From Now On
The Educational Technology Journal

Vol 8|No 6|February/March|1999

Networking for Daily Research

by Jamie McKenzie

(About the Author)

While schools are quick to install networks, they rarely give student questioning and research the daily focus it deserves to optimize use of the networks. This article offers three strategies to make research a daily ongoing constant of the school experience.
Strategy One - The Year Long Project
"Five Hundred Miles"
Each student starts the year by identifying a leader, a celebrity, a crisis, a hobby or some other aspect of life which interests them enough to devote nine months to its study.

Each student becomes an expert on her or his subject and is ultimately expected to convert the expertise into an authentic product.

1. Selection Each student settles on one field of interest and identifies one particular aspect worthy of tracking.
2. Questioning Rather than gathering all information regarding the subject, the student will form key questions so that only pertinent information is retained.
3. Storage This is an opportunity to design an efficient information storage and retrieval system so that the student can sort, sift and interpret even after collecting hundreds of records.
4. Prospecting Early in the project, the student surveys the information landscape and identifies all relevant, reliable sites. If possible, the student sets up an automated flow (push technology).
5. Monitoring sites & expanding resources The student keeps an eye on daily and weekly developments, periodically visiting sites which have no "alert" capability. The student frequently updates sources as new ones emerge or old ones fold.
6. Responding to inquiries The student has a chance to demonstrate expertise by responding to questions from peers and others either personally or through e-mail.
7. Creating a product The student shares insight by developing a product of some kind related to the subject. The product should require original thought, data compression and synthesis.

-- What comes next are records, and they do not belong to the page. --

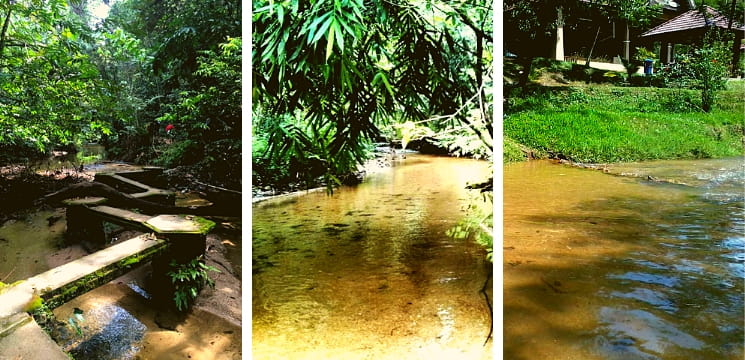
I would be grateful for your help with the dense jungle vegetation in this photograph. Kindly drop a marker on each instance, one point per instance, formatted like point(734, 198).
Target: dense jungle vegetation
point(333, 78)
point(155, 81)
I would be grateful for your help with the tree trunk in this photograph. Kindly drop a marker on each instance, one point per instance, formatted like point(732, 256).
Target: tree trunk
point(6, 23)
point(230, 206)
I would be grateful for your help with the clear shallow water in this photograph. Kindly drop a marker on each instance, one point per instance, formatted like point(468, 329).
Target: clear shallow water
point(369, 272)
point(604, 267)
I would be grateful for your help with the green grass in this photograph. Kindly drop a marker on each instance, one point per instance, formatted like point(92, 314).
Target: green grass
point(617, 124)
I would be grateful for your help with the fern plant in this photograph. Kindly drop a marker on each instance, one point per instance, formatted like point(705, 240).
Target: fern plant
point(189, 279)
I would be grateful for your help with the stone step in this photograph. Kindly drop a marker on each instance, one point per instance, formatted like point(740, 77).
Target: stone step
point(16, 298)
point(22, 338)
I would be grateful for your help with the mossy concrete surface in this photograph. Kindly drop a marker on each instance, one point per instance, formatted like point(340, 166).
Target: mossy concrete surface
point(184, 224)
point(22, 338)
point(15, 299)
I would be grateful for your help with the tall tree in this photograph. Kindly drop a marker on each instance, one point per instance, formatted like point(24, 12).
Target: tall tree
point(348, 66)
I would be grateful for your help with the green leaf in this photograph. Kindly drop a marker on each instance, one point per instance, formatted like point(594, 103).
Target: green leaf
point(330, 43)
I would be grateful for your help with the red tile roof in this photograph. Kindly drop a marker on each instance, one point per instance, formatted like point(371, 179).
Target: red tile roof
point(693, 19)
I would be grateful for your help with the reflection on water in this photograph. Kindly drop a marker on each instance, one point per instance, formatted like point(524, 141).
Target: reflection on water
point(647, 270)
point(108, 332)
point(369, 271)
point(26, 243)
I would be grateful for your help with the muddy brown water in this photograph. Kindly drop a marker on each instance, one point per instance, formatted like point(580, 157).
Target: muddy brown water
point(119, 320)
point(610, 267)
point(369, 273)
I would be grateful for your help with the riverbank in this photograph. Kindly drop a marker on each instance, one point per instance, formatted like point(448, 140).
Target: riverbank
point(602, 124)
point(31, 241)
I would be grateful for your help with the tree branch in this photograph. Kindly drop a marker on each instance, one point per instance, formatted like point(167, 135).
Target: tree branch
point(6, 23)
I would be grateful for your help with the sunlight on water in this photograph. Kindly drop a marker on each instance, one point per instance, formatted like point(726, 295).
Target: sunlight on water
point(604, 267)
point(370, 270)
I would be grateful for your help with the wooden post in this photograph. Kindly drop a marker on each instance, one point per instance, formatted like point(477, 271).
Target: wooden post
point(736, 52)
point(83, 228)
point(559, 43)
point(627, 43)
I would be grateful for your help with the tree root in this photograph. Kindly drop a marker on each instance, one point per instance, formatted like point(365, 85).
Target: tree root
point(488, 304)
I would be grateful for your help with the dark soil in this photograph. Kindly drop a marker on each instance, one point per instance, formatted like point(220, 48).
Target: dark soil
point(20, 188)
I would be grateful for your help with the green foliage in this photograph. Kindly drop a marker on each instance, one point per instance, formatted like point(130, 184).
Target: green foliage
point(366, 63)
point(189, 279)
point(511, 151)
point(702, 68)
point(606, 124)
point(477, 224)
point(50, 89)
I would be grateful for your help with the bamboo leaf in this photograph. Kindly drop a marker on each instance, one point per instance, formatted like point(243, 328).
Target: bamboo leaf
point(330, 43)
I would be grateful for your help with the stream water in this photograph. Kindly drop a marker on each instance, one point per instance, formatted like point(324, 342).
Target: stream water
point(614, 267)
point(119, 320)
point(369, 273)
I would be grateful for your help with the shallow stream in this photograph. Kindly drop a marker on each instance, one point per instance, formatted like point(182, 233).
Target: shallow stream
point(370, 272)
point(616, 267)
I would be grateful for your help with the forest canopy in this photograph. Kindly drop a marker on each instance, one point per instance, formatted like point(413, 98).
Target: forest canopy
point(332, 77)
point(69, 77)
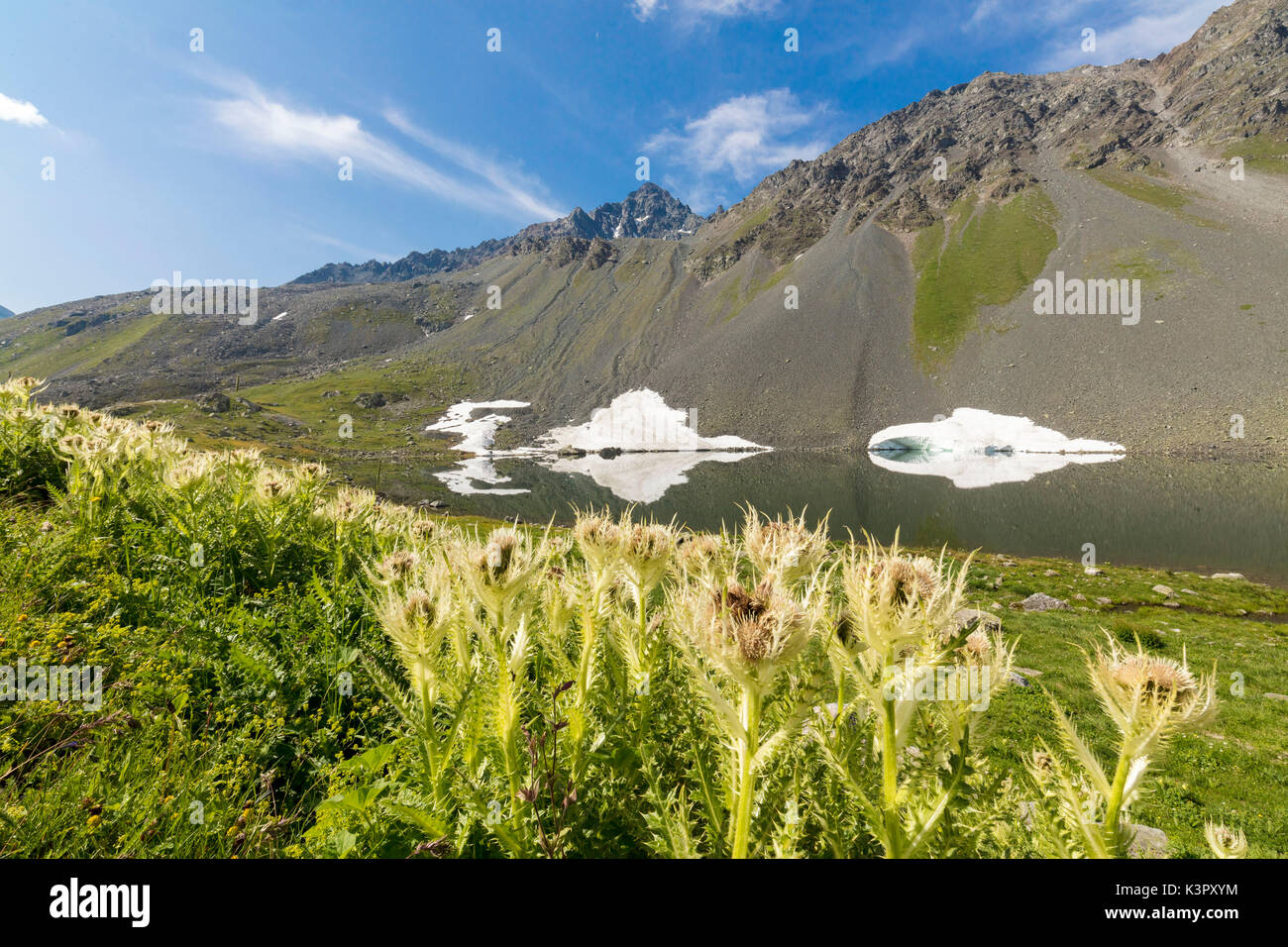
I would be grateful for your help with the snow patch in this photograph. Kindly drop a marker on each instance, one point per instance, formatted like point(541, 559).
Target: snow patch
point(642, 476)
point(464, 476)
point(477, 433)
point(640, 420)
point(979, 449)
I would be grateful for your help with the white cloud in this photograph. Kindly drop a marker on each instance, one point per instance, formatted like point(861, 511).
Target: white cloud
point(281, 132)
point(746, 136)
point(21, 112)
point(352, 249)
point(696, 9)
point(520, 188)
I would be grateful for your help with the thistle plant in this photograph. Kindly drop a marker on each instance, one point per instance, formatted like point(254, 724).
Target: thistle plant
point(496, 577)
point(784, 549)
point(748, 638)
point(918, 680)
point(415, 607)
point(1149, 699)
point(645, 558)
point(1225, 843)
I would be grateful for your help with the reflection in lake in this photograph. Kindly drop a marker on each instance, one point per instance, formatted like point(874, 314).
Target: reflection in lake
point(1201, 514)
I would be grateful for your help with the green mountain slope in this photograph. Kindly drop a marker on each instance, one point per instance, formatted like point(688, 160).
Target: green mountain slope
point(912, 289)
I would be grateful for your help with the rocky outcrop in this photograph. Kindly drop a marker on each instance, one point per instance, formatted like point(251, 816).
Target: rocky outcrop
point(647, 211)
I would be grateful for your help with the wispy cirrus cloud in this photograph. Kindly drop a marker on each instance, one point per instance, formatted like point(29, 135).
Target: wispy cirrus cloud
point(355, 250)
point(698, 9)
point(523, 189)
point(21, 112)
point(1150, 27)
point(279, 132)
point(1125, 29)
point(745, 138)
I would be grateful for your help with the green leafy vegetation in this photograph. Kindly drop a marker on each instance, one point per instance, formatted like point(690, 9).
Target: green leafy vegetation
point(1170, 197)
point(980, 254)
point(294, 669)
point(1261, 154)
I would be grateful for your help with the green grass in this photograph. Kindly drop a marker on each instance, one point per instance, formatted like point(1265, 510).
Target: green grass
point(978, 256)
point(1170, 197)
point(1234, 770)
point(1260, 154)
point(230, 680)
point(299, 421)
point(733, 298)
point(53, 351)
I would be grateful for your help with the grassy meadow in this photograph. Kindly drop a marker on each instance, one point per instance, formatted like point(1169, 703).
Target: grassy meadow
point(295, 668)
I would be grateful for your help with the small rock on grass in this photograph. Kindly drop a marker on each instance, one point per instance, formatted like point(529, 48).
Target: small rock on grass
point(964, 617)
point(1149, 843)
point(1041, 602)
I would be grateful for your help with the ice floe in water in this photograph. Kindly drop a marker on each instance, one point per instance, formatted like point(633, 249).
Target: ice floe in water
point(655, 447)
point(477, 433)
point(640, 421)
point(477, 436)
point(642, 476)
point(979, 449)
point(465, 476)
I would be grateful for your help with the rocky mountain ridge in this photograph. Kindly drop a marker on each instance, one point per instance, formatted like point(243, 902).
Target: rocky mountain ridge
point(647, 211)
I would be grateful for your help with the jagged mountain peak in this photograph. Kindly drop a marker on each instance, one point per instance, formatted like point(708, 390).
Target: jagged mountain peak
point(647, 211)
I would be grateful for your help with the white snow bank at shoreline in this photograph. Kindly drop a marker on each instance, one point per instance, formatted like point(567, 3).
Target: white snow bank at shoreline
point(970, 431)
point(642, 476)
point(658, 447)
point(477, 433)
point(640, 421)
point(464, 476)
point(979, 449)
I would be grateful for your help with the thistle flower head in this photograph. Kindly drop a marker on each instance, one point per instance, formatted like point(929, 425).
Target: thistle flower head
point(645, 553)
point(599, 540)
point(784, 548)
point(747, 633)
point(397, 566)
point(417, 621)
point(896, 602)
point(1149, 697)
point(1225, 843)
point(498, 571)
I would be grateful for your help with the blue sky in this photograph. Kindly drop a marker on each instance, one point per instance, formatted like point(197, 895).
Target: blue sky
point(224, 162)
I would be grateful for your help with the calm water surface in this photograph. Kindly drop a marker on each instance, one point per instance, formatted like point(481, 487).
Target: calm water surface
point(1180, 514)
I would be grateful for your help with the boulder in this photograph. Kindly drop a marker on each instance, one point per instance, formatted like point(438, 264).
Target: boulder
point(1041, 602)
point(967, 617)
point(215, 402)
point(1147, 843)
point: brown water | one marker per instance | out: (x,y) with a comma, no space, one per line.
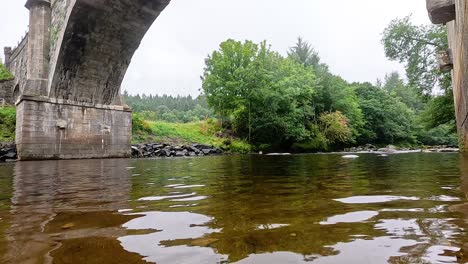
(408,208)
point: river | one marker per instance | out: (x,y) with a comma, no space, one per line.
(406,208)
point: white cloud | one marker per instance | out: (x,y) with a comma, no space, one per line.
(171,57)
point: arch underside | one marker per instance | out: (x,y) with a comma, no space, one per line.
(98,43)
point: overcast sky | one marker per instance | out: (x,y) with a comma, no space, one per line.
(171,57)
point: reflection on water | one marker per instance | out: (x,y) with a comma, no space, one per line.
(408,208)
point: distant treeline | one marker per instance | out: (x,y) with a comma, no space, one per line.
(178,109)
(294,102)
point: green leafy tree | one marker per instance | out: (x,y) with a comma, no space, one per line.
(268,97)
(303,53)
(396,87)
(387,120)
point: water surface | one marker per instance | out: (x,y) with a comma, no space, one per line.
(408,208)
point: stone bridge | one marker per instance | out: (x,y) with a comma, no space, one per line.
(69,68)
(68,72)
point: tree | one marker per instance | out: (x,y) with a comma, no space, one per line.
(267,96)
(417,47)
(304,54)
(396,87)
(387,119)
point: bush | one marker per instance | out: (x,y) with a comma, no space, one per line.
(140,127)
(7,124)
(441,135)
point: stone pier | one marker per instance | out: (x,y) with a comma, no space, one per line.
(68,71)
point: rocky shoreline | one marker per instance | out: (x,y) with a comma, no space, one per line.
(7,152)
(390,149)
(165,150)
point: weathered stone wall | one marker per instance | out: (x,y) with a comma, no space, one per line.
(60,11)
(97,46)
(55,129)
(17,64)
(6,92)
(458,40)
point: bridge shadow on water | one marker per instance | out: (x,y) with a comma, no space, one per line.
(247,209)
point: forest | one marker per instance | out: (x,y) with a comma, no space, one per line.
(294,102)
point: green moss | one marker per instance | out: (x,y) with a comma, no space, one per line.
(5,75)
(7,124)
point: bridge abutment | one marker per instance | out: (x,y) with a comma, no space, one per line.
(56,129)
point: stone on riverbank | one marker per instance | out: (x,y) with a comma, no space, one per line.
(151,150)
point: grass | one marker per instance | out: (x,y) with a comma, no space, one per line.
(202,132)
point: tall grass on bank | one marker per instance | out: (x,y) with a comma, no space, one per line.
(202,132)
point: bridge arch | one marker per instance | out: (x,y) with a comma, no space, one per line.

For a full description of how to manage such projects, enjoy the online professional development unit at 500 Miles: The Workshop.

Strategy Two - Essential Questions in Every Unit
Each time a teacher introduces a new unit, the class is shown 5 or more essential questions and asked to explore one of them during the unit or build one of her or his own subject to teacher approval.

Essential Questions - These are questions which touch our hearts and souls. They are central to our lives. They help to define what it means to be human.

Most important thought during our lives will center on such essential questions.

  • What does it mean to be a good friend?
  • What kind of friend shall I be?
  • Who will I include in my circle of friends?
  • How shall I treat my friends?
  • How do I cope with the loss of a friend?
  • What can I learn about friends and friendships from the novels we read in school?
  • How can I be a better friend?

If we were to draw a cluster diagram of the Questioning Toolkit, Essential Questions would be at the center of all the other types of questions. All the other questions and questioning skills serve the purpose of "casting light upon" or illuminating Essential Questions.

Most Essential Questions are interdisciplinary in nature. They cut across the lines created by schools and scholars to mark the terrain of departments and disciplines.

Essential Questions probe the deepest issues confronting us . . . complex and baffling matters which elude simple answers: Life - Death - Marriage - Identity - Purpose - Betrayal - Honor - Integrity - Courage - Temptation - Faith - Leadership - Addiction - Invention - Inspiration.

The greatest novels, the greatest plays, the greatest songs and the greatest paintings all explore Essential Questions in some manner.

Essential Questions are at the heart of the search for Truth.

Many of us believe that schools should devote more time to Essential Questions and less time to Trivial Pursuit.

One major reform effort, the Coalition of Essential Schools, has made Essential Questions a keystone of its learning strategy. (Visit the Coalition Web site).

Essential Questions offer the organizing focus for a unit. If the U.S. History class will spend a month on a topic such as the Civil War, students explore the events and the experience with a mind toward casting light upon one of the following questions, or they develop Essential Questions of their own . . .

  • Why do we have to fight wars?
  • Do we have to fight wars?
  • How could political issues or ideas ever become more important than family loyalties?
  • Some say our country remains wounded by the slavery experience and the Civil War. In what ways might this claim be true and in what ways untrue? What evidence can you supply to substantiate your case?
  • Military officers often complain that the effective conduct of modern war is impeded by political interference and popular pressures on the home front. To what extent did this also prove true during the Civil War?
  • How can countries avoid the kind of bloodshed and devastation we experienced during our Civil War?
  • How much diversity can any nation tolerate?
  • Who showed greater bravery and courage, the front line soldiers and the nurses who tended to the wounded and dying or the leaders of the war effort?
  • Should there be a law against war profiteering?

For more on Essential Questions read this other selection.

Strategy Three - The Daily Research Question
Each day begins with students walking into the classroom to note an intriguing research question on the board. Puzzles, riddles and curious questions that can be answered reasonably well without months of study. These should require some thought and ingenuity, not be mere trivial pursuit. They should be highly motivating and captivating.